Barrett Brown Case: 11 of 12 Counts Dismissed
- 03/06/2014 (Reporters Without Borders)


Barrett Brown
Reporters Without Borders greets with relief federal prosecutors’ decision to drop nearly all criminal charges against Barrett Brown, a contributor to The Guardian and Vanity Fair.

Most importantly from an information freedom perspective, prosecutors based in Dallas, Tex., dismissed accusations of aggravated identity theft.

Brown was indicted on 12 September 2012. The charges arose from his publication of a link to a site that had made public several thousand emails exchanged by staff members of Stratfor, a private intelligence firm. Before most charges were dropped, Brown faced a maximum term of 105 years in prison.

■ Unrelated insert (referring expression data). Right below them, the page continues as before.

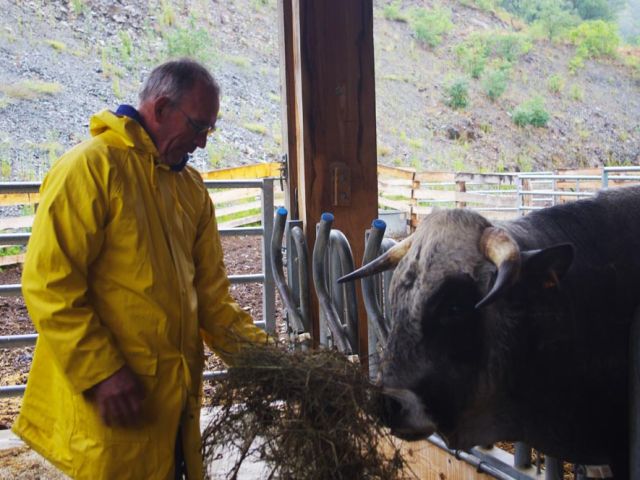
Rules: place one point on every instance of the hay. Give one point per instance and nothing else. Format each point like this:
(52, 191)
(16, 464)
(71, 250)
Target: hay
(310, 415)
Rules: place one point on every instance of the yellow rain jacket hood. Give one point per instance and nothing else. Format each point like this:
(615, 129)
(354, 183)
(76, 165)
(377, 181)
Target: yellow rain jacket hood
(124, 266)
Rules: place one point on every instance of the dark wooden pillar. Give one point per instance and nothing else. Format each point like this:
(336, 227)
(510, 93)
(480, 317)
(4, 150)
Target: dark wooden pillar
(335, 129)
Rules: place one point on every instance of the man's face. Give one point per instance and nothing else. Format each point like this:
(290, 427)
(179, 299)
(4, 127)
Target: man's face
(186, 124)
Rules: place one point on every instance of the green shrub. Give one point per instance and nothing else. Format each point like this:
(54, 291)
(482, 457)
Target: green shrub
(457, 94)
(555, 83)
(510, 46)
(430, 25)
(576, 93)
(392, 12)
(494, 83)
(595, 38)
(554, 21)
(471, 59)
(474, 53)
(531, 112)
(188, 42)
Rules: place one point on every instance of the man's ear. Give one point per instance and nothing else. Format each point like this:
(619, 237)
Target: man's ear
(160, 108)
(544, 268)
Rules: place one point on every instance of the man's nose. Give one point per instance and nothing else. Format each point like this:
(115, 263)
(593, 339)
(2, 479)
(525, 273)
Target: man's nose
(201, 140)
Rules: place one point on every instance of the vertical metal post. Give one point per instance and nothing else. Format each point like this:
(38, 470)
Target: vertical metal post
(520, 196)
(522, 457)
(634, 399)
(605, 177)
(269, 287)
(552, 469)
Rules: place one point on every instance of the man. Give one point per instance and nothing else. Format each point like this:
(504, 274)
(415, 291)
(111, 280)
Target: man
(123, 279)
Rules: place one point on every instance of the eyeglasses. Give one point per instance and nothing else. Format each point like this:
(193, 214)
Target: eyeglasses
(198, 128)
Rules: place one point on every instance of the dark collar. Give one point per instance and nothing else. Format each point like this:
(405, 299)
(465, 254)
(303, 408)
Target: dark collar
(131, 112)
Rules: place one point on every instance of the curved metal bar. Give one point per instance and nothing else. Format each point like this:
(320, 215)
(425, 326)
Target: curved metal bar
(279, 222)
(368, 284)
(387, 243)
(340, 250)
(340, 337)
(302, 253)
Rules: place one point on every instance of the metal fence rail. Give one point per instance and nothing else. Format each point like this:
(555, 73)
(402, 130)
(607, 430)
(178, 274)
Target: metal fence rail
(266, 187)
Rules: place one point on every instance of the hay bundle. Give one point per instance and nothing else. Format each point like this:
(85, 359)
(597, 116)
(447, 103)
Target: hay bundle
(310, 415)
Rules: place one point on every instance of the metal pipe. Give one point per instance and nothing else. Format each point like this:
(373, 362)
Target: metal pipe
(553, 468)
(522, 455)
(14, 238)
(17, 341)
(480, 465)
(634, 399)
(368, 284)
(279, 224)
(302, 260)
(268, 286)
(11, 290)
(327, 309)
(340, 251)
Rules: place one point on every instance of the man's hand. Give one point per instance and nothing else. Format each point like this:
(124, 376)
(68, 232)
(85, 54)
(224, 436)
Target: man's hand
(119, 398)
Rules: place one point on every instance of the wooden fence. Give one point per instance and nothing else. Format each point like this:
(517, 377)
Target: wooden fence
(407, 191)
(498, 196)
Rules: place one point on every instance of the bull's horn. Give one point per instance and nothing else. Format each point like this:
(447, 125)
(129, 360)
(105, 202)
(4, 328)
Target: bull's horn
(386, 261)
(498, 246)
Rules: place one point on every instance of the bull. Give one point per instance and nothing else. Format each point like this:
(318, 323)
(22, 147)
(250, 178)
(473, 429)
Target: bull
(516, 331)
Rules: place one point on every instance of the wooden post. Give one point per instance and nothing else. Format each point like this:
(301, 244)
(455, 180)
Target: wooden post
(333, 66)
(288, 111)
(461, 187)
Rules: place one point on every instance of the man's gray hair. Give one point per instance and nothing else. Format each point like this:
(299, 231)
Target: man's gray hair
(175, 78)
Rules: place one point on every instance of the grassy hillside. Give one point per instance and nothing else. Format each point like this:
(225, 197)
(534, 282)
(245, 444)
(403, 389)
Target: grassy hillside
(460, 85)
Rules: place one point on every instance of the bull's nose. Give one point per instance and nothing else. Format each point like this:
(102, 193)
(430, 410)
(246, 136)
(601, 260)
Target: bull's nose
(404, 413)
(390, 410)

In his reporting, Brown had zeroed in on evidence of ties between government intelligence agencies and their private-sector counterparts. The government clearly saw this information as damaging. In addition, Brown had already made himself a target because of his work, dating back to 2011, in exposing "Team Themis", a project designed to neutralize the hacking group Anonymous and journalists linked to the group.

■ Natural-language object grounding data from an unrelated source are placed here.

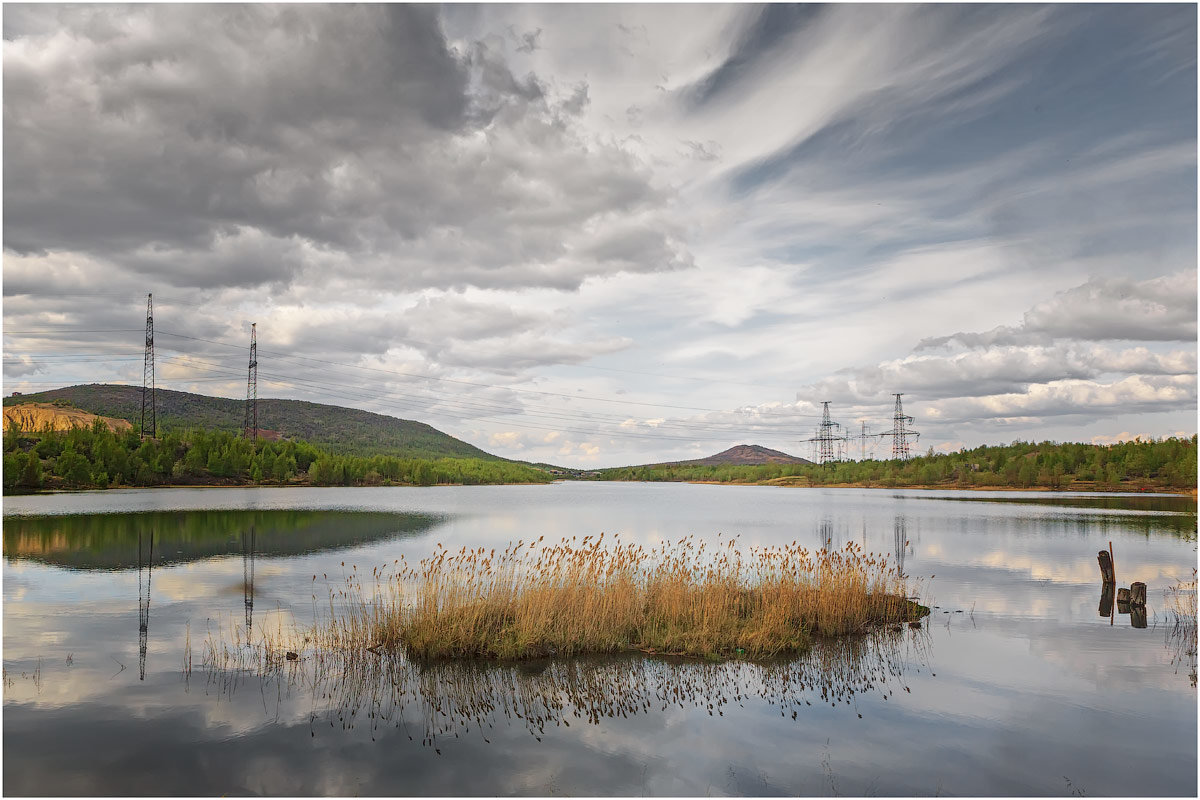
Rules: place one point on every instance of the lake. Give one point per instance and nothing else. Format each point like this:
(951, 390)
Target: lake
(1014, 685)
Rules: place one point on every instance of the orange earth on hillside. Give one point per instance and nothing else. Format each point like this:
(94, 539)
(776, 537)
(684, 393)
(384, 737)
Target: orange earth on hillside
(35, 416)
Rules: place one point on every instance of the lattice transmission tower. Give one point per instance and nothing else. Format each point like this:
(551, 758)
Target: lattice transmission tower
(250, 429)
(828, 441)
(148, 394)
(900, 432)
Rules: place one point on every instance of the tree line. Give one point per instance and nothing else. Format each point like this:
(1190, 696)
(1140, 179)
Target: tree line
(95, 457)
(1165, 463)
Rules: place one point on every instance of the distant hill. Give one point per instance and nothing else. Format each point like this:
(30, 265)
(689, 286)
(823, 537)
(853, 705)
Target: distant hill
(736, 456)
(339, 429)
(747, 455)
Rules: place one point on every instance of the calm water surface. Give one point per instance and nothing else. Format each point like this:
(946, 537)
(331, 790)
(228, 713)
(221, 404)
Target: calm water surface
(1015, 685)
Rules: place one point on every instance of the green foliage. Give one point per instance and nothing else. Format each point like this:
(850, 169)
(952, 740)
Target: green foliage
(1167, 463)
(345, 431)
(97, 458)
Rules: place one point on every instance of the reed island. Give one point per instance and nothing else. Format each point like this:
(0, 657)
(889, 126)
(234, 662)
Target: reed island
(597, 595)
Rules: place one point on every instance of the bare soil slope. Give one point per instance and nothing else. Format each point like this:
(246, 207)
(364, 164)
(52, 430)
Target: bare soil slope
(35, 416)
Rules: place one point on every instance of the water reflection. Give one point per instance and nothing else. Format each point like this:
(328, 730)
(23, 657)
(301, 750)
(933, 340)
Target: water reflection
(247, 576)
(900, 541)
(105, 541)
(145, 564)
(449, 699)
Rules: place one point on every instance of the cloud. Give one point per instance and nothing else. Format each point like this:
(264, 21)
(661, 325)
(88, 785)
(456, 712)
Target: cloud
(1155, 310)
(245, 146)
(1071, 397)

Reporters Without Borders joined in an amicus brief in support of Brown. Other freedom of information advocacy organizations signing the brief were the Electronic Frontier Foundation, Reporters Committee for Freedom of the Press, Freedom of the Press Foundation, Committee to Protect Journalists and PEN American Center. The brief makes clear that the charges violated First Amendment guarantees of freedom of the press and free expression.

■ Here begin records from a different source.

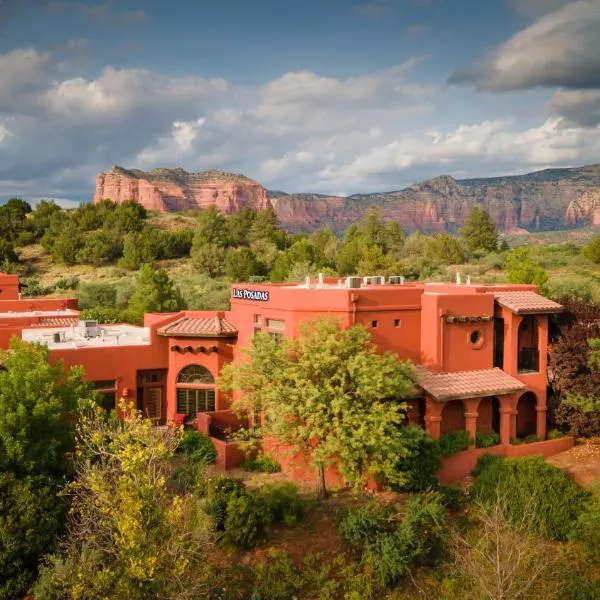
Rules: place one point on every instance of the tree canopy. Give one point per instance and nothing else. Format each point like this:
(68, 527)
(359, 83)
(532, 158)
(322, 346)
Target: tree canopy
(329, 395)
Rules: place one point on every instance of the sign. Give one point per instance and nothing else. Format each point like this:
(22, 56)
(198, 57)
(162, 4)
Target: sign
(243, 294)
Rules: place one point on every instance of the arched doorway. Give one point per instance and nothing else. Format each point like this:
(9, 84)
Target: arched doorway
(529, 355)
(453, 416)
(526, 415)
(488, 420)
(195, 390)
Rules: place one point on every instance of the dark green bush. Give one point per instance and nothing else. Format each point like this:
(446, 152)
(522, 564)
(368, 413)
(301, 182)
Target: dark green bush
(283, 503)
(219, 492)
(422, 463)
(486, 440)
(246, 521)
(197, 447)
(531, 486)
(276, 578)
(262, 464)
(453, 442)
(364, 523)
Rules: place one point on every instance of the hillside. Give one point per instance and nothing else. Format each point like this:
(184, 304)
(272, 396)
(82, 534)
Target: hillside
(541, 201)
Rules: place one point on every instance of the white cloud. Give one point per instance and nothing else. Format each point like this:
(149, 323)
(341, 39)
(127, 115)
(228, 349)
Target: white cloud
(560, 49)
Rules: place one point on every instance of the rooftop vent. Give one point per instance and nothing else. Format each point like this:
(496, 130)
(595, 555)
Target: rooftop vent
(88, 328)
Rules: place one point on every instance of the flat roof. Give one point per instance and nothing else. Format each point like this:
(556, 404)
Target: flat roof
(111, 336)
(66, 312)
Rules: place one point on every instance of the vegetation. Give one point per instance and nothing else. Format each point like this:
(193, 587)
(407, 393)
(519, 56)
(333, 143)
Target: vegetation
(324, 394)
(37, 404)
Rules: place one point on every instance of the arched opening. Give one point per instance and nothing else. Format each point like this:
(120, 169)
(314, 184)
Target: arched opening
(526, 415)
(195, 391)
(488, 420)
(453, 416)
(529, 355)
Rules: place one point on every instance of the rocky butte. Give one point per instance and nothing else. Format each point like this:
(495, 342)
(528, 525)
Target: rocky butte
(548, 199)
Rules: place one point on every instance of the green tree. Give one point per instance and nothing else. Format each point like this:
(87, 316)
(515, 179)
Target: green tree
(520, 268)
(38, 401)
(129, 535)
(241, 264)
(330, 395)
(7, 252)
(592, 250)
(479, 231)
(140, 247)
(154, 292)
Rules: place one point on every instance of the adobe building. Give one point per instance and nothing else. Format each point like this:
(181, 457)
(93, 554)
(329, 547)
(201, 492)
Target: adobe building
(480, 353)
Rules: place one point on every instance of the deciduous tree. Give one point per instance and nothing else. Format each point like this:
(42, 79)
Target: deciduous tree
(329, 395)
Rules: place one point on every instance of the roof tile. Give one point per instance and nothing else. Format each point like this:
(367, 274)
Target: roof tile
(467, 384)
(526, 303)
(205, 327)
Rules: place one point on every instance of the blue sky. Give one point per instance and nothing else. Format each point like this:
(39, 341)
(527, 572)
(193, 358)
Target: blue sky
(329, 96)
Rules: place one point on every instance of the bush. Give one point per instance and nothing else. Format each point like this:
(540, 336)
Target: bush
(219, 492)
(283, 503)
(276, 578)
(486, 440)
(246, 521)
(364, 523)
(530, 481)
(197, 447)
(262, 464)
(453, 442)
(423, 461)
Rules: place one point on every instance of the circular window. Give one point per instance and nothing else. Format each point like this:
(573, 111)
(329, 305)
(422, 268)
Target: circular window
(475, 337)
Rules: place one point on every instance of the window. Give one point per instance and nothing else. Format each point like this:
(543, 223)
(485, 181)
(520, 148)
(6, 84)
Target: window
(195, 390)
(195, 374)
(275, 324)
(193, 400)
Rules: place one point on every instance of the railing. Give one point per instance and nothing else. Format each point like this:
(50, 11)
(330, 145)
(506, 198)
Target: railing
(529, 360)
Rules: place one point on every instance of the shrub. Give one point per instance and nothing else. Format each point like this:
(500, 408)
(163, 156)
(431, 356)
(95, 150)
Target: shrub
(246, 521)
(422, 462)
(219, 492)
(197, 447)
(283, 503)
(364, 523)
(530, 481)
(261, 463)
(486, 440)
(276, 578)
(453, 442)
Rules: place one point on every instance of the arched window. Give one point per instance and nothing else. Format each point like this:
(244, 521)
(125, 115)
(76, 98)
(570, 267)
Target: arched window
(195, 374)
(195, 390)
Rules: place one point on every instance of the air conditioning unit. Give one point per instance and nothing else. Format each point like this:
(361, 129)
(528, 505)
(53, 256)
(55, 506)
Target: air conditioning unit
(396, 280)
(88, 328)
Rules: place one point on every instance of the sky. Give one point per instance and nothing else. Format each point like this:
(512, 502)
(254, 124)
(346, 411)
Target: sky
(325, 96)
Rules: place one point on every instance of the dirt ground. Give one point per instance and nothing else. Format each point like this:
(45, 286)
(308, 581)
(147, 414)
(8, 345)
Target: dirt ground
(582, 462)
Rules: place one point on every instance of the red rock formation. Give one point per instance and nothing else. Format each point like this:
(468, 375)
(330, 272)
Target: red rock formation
(550, 199)
(167, 190)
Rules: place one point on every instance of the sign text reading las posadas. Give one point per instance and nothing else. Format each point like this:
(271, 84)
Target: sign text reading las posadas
(244, 294)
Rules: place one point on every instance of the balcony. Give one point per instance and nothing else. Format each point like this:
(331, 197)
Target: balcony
(529, 360)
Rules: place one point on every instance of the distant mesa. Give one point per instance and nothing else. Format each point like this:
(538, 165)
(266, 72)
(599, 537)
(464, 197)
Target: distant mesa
(544, 200)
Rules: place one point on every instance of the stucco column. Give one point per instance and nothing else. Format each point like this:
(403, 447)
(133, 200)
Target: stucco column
(506, 418)
(433, 418)
(541, 422)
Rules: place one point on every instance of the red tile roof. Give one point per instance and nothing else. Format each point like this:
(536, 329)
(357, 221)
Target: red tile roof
(56, 322)
(523, 303)
(467, 384)
(206, 327)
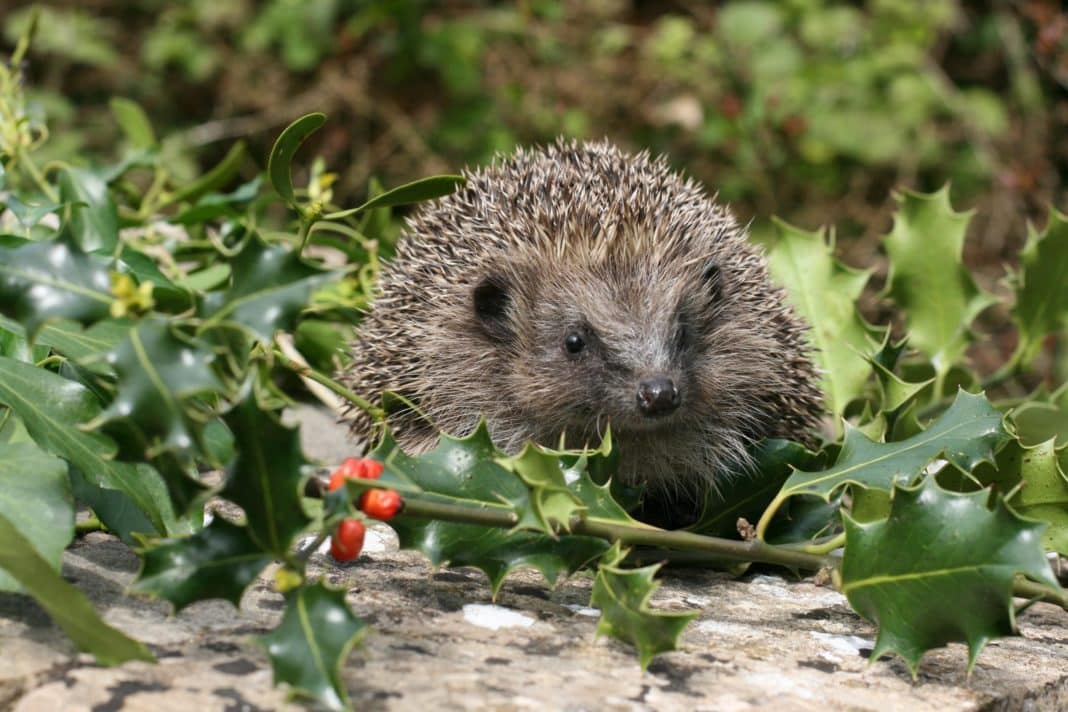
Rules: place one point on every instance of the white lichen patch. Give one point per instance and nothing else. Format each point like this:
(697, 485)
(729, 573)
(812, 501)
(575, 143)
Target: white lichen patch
(495, 617)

Despite the recent dismissals, Brown remains behind bars on other charges, which grow out of the circumstances of his arrest. “While we welcome the prosecutors’ decision,” said Camille Soulier, head of Reporters Without Borders’ Americas desk, “we note that Barrett Brown is still incarcerated on charges of obstruction of justice and of making threats to a federal law enforcement officer.”

The press-freedom organization demanded the immediate dismissal of the remaining charges. Brown, Soulier said, “is paying the price for an overly expansive and abusive interpretation of the concept of national security, one that violates freedom of information.”

Ranked 46th of 180 countries in the World Press Freedom Index that Reporters Without Borders published in February, the United States has dropped 13 places in the ranking since the previous year’s index.